Ice Cream Engineering

I was painfully struggling to impersonate a human ball of sweat on the verge of fiery combustion at the gym recently while a friend calmly trotted along on the treadmill next to me. After several minutes, I regained consciousness long enough to realize she was having a lengthy conversation with me. About ice cream. Dairy Queen cones, to be exact. Seriously. While I’m silently paying the penalties of even thinking about foods with caloric density greater than iceberg lettuce, she’s extolling the magnificence of Dairy Queen ice cream cones.

Since finding new friends who are more willing to share my suffering would have to wait until a time after I’d showered, I decided to at least try to be interested. I haven’t actually been to Dairy Queen since about 1999 when I had an unexpected layover of several hours in Eden, Texas to get a flat tire repaired. I’m estimating that nearly half the 2800 population of Eden, Texas was at Dairy Queen that particular day. Since the other half of the population are inmates incarcerated at the Eden Detention Center, that’s an impressive turnout. Unfortunately, the ice cream machine at the Eden Dairy Queen was broken.

Fast forward two decades and my local Dairy Queen is pumping out ice cream cones that, according to my so-called friend, are an architectural feat of wonder created by food service workers with superhuman skills! A mixture of magic, engineering and frozen yumminess that is nearly inconceivable on a cake cone.

She swears her cone was expertly swirled and piled to a height measuring greater than her elbow to fingertip.
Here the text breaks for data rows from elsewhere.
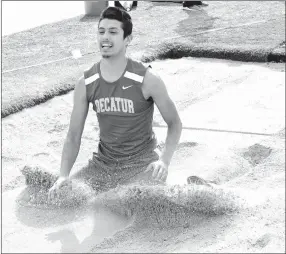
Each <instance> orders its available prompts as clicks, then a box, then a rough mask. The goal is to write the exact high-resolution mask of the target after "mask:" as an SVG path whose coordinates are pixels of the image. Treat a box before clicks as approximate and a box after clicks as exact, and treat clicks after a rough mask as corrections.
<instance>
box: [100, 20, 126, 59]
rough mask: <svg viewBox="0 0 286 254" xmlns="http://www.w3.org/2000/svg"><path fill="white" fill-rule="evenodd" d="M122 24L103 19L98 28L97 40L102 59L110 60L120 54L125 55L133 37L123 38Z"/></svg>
mask: <svg viewBox="0 0 286 254" xmlns="http://www.w3.org/2000/svg"><path fill="white" fill-rule="evenodd" d="M121 25H122V23H121V22H120V21H118V20H114V19H103V20H101V21H100V24H99V26H98V34H97V40H98V45H99V49H100V52H101V55H102V57H104V58H109V57H112V56H116V55H118V54H120V53H123V54H125V50H126V47H127V45H128V44H129V42H130V40H131V36H127V37H126V38H125V39H124V38H123V35H124V31H123V29H122V27H121Z"/></svg>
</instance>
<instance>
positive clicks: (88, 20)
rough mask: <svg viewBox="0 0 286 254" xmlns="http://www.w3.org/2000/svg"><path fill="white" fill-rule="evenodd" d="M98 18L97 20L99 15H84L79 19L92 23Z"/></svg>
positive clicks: (82, 21) (98, 19)
mask: <svg viewBox="0 0 286 254" xmlns="http://www.w3.org/2000/svg"><path fill="white" fill-rule="evenodd" d="M98 20H99V17H97V16H90V15H84V16H83V17H82V18H81V19H80V22H87V23H88V22H90V23H94V22H98Z"/></svg>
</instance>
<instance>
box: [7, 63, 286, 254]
mask: <svg viewBox="0 0 286 254" xmlns="http://www.w3.org/2000/svg"><path fill="white" fill-rule="evenodd" d="M152 66H153V69H154V70H156V71H158V73H159V74H160V75H161V76H162V78H163V80H164V81H165V82H166V85H167V87H168V91H169V93H170V95H171V96H172V98H173V99H174V101H175V103H176V105H177V108H178V110H179V113H180V116H181V118H182V122H183V126H184V130H183V132H182V138H181V141H180V144H179V146H178V149H177V151H176V153H175V155H174V158H173V160H172V163H171V165H170V170H169V175H168V179H167V186H157V187H146V186H140V185H136V186H129V187H122V188H119V189H117V190H116V191H114V190H113V191H110V192H108V193H105V194H104V195H102V196H100V197H98V196H96V197H91V198H89V199H88V200H87V202H86V203H84V204H81V205H78V206H77V208H63V207H49V206H43V205H40V206H28V205H27V204H25V203H24V205H23V204H21V202H19V200H20V201H21V200H22V198H23V195H24V194H25V193H26V192H27V188H26V185H25V182H24V177H23V176H22V174H21V172H20V170H21V169H22V168H23V167H24V166H25V165H32V164H38V165H41V166H42V167H44V168H46V169H47V170H48V171H49V172H51V173H58V170H59V165H60V156H61V150H62V146H63V141H64V138H65V135H66V133H67V129H68V124H69V117H70V112H71V109H72V96H73V93H69V94H67V95H64V96H60V97H57V98H54V99H52V100H50V101H48V102H46V103H44V104H42V105H39V106H36V107H33V108H31V109H26V110H24V111H22V112H20V113H17V114H14V115H11V116H9V117H7V118H5V119H3V122H2V127H3V130H2V135H3V141H2V142H3V143H2V147H3V151H2V166H3V167H2V174H3V175H2V176H3V178H2V179H3V185H2V187H3V195H2V205H3V214H2V216H3V217H2V227H3V232H2V233H3V236H2V237H3V238H2V239H3V240H2V244H3V246H2V248H3V252H29V253H43V252H54V253H59V252H80V253H82V252H101V253H102V252H130V253H134V252H193V253H194V252H197V253H201V252H203V253H206V252H244V253H249V252H251V253H269V252H271V253H274V252H276V253H282V252H284V250H285V239H284V238H285V216H284V215H285V122H284V120H285V109H284V104H285V80H284V75H285V69H284V68H285V67H284V66H283V65H279V64H268V65H267V64H250V63H249V64H242V63H238V62H231V61H218V60H210V59H193V58H183V59H180V60H168V61H156V62H154V63H153V64H152ZM154 121H155V125H156V126H157V127H154V131H155V133H156V135H157V137H158V139H159V142H163V141H164V139H165V135H166V128H165V127H164V122H163V120H162V118H161V116H160V115H159V112H158V110H156V111H155V116H154ZM160 126H161V127H160ZM192 128H197V129H192ZM200 128H204V129H209V131H205V130H198V129H200ZM211 130H224V131H211ZM231 131H235V132H231ZM244 132H253V133H257V134H256V135H254V134H245V133H244ZM97 141H98V124H97V121H96V117H95V114H94V113H93V112H92V110H91V109H90V112H89V116H88V119H87V122H86V127H85V129H84V133H83V139H82V144H81V150H80V153H79V156H78V159H77V161H76V163H75V166H74V169H73V171H72V174H74V173H75V172H77V171H78V170H79V169H80V168H81V167H83V166H84V165H86V163H87V161H88V159H89V158H90V157H91V156H92V152H93V151H95V150H96V146H97ZM191 175H196V176H199V177H202V178H204V179H207V180H213V181H215V182H216V183H217V185H215V187H208V186H201V185H187V177H188V176H191ZM218 211H219V212H218Z"/></svg>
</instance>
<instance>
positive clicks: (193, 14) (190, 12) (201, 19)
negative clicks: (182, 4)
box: [175, 7, 218, 43]
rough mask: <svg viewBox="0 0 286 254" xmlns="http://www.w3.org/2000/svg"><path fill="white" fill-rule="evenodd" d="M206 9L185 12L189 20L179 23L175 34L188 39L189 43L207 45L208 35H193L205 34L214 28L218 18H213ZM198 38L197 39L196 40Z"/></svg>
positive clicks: (206, 33)
mask: <svg viewBox="0 0 286 254" xmlns="http://www.w3.org/2000/svg"><path fill="white" fill-rule="evenodd" d="M206 8H209V7H203V8H200V9H198V10H197V9H195V10H192V11H191V10H185V13H187V14H188V18H186V19H185V20H182V21H180V22H179V23H178V26H177V28H176V29H175V32H176V33H178V34H179V35H181V36H183V37H186V38H188V40H189V42H197V43H198V42H200V43H205V42H208V41H209V36H208V33H205V34H200V35H192V34H194V33H199V32H204V31H206V30H210V29H212V28H213V25H214V21H215V20H216V19H218V18H217V17H211V16H209V14H208V11H207V9H206ZM194 37H196V38H194Z"/></svg>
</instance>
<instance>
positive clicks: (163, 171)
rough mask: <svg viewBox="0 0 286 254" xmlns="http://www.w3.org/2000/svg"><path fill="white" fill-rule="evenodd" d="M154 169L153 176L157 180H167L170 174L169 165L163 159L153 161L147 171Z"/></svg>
mask: <svg viewBox="0 0 286 254" xmlns="http://www.w3.org/2000/svg"><path fill="white" fill-rule="evenodd" d="M149 171H152V172H153V173H152V178H153V179H154V180H156V181H162V182H165V181H166V179H167V176H168V165H167V164H166V163H164V162H163V161H162V160H158V161H155V162H152V163H151V164H150V165H149V166H148V167H147V169H146V171H145V172H149Z"/></svg>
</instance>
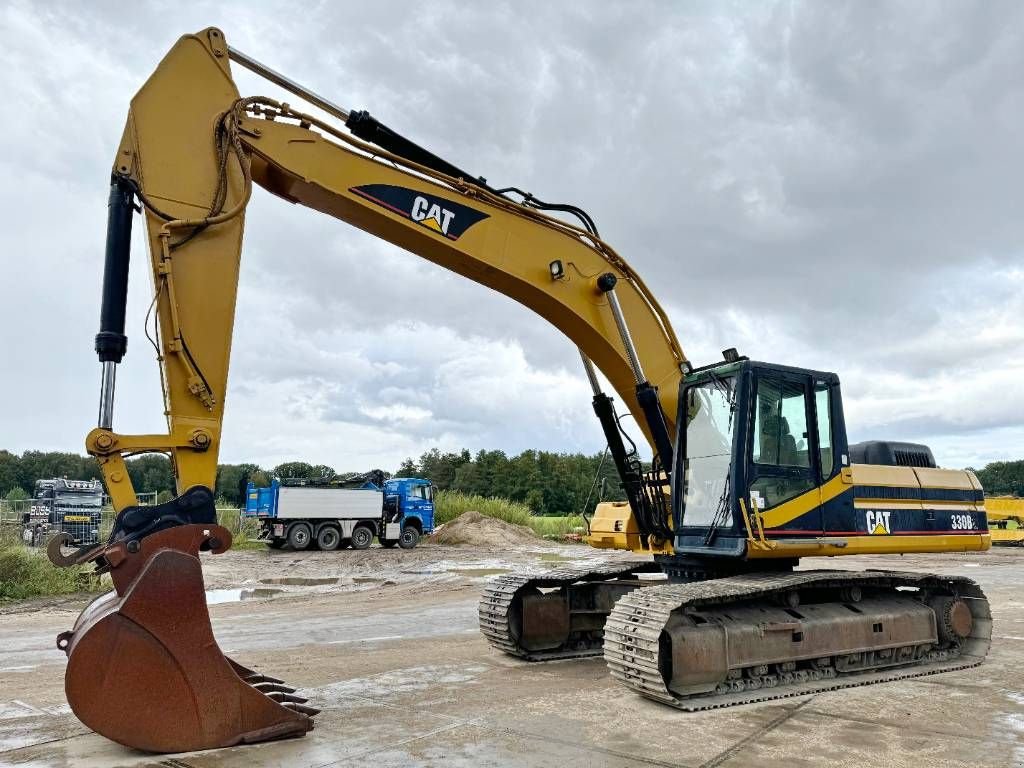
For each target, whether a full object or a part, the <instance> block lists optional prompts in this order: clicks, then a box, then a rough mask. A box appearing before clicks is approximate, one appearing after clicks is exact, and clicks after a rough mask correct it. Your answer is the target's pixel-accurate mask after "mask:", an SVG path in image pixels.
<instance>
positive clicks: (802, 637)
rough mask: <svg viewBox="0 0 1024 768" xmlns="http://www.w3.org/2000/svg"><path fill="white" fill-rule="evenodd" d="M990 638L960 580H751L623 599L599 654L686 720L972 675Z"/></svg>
mask: <svg viewBox="0 0 1024 768" xmlns="http://www.w3.org/2000/svg"><path fill="white" fill-rule="evenodd" d="M991 632H992V623H991V613H990V612H989V606H988V601H987V600H986V599H985V595H984V593H983V592H982V591H981V589H980V588H979V587H978V585H977V584H975V583H974V582H972V581H971V580H969V579H963V578H958V577H943V575H932V574H924V573H903V572H889V571H862V572H857V571H827V570H817V571H798V572H793V573H760V574H759V573H752V574H748V575H740V577H731V578H728V579H717V580H713V581H708V582H698V583H693V584H666V585H658V586H654V587H651V588H649V589H643V590H636V591H634V592H631V593H630V594H628V595H626V596H624V597H623V598H622V599H621V600H618V601H617V602H616V603H615V606H614V608H613V609H612V611H611V614H610V615H609V616H608V621H607V623H606V625H605V631H604V657H605V660H606V662H607V665H608V668H609V670H610V671H611V675H612V677H614V678H615V679H616V680H618V681H620V682H621V683H623V684H624V685H626V686H627V687H628V688H631V689H632V690H634V691H636V692H637V693H640V694H641V695H643V696H646V697H648V698H652V699H655V700H657V701H662V702H664V703H667V705H670V706H672V707H676V708H678V709H681V710H686V711H691V712H692V711H698V710H709V709H715V708H720V707H730V706H733V705H740V703H750V702H755V701H765V700H769V699H774V698H783V697H786V696H796V695H802V694H806V693H814V692H819V691H824V690H834V689H837V688H846V687H852V686H857V685H867V684H870V683H878V682H885V681H889V680H898V679H902V678H908V677H919V676H923V675H932V674H936V673H940V672H949V671H952V670H959V669H966V668H969V667H975V666H977V665H979V664H981V663H982V660H984V657H985V655H986V654H987V652H988V648H989V645H990V642H991Z"/></svg>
Then to add an element of blessed miraculousness to it, she had it encased in an envelope of whisper-thin chocolate. She truly had no explanation for this creation. Which, for no other reason than utter respect, she then ate in its entirety. Because of course she did.
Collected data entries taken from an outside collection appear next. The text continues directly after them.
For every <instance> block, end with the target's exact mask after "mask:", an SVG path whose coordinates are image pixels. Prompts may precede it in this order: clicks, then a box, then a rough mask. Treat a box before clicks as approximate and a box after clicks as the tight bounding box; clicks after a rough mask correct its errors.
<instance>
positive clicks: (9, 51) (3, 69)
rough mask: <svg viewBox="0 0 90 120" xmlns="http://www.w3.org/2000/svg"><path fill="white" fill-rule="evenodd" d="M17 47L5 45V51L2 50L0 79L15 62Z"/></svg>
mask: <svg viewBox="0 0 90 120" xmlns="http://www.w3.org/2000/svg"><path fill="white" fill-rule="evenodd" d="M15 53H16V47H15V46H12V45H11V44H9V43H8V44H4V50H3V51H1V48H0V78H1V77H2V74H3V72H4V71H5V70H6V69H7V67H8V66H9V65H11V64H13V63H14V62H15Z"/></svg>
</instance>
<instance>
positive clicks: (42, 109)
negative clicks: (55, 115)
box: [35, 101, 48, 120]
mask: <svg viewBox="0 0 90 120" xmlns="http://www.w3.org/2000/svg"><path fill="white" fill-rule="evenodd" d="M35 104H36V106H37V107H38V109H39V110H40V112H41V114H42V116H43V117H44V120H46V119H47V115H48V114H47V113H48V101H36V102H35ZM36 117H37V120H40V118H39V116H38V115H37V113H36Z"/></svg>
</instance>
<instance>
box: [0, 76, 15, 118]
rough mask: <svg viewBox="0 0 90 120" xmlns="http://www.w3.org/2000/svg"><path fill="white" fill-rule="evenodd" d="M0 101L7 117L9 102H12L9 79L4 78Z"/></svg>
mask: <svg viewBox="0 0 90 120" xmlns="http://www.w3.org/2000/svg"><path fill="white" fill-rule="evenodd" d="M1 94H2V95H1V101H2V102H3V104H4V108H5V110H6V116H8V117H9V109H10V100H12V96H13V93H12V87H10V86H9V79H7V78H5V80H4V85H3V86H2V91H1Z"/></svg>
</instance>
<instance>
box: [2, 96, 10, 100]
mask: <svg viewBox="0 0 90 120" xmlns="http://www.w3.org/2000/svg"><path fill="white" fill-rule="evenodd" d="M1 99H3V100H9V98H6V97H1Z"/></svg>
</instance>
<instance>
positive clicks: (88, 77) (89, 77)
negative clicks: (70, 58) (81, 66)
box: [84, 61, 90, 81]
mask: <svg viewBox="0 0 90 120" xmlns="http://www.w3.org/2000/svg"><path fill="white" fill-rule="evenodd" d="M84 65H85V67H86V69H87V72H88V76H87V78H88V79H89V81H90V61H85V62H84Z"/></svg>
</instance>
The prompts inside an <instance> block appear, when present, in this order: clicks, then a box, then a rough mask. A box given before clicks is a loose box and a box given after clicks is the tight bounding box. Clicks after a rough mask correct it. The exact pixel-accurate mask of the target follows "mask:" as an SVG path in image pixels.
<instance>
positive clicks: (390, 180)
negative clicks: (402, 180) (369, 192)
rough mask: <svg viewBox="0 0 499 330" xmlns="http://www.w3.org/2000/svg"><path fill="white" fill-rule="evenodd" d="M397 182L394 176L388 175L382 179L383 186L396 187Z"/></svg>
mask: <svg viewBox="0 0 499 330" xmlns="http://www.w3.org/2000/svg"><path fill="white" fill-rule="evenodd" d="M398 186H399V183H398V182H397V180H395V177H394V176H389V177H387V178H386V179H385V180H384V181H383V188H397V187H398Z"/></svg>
Meanwhile, I’ve pulled the emergency stop chord on my treadmill and am standing there dripping and staring with my mouth open in sheer amazement. I took a few polite moments to casually chit-chat a parting then bolted for my car. Unsure whether this woman was spouting incantations of sugared evil or preaching the actual truth, I’ve decided to instigate a thorough personal investigation. If you need me, you know where to find me.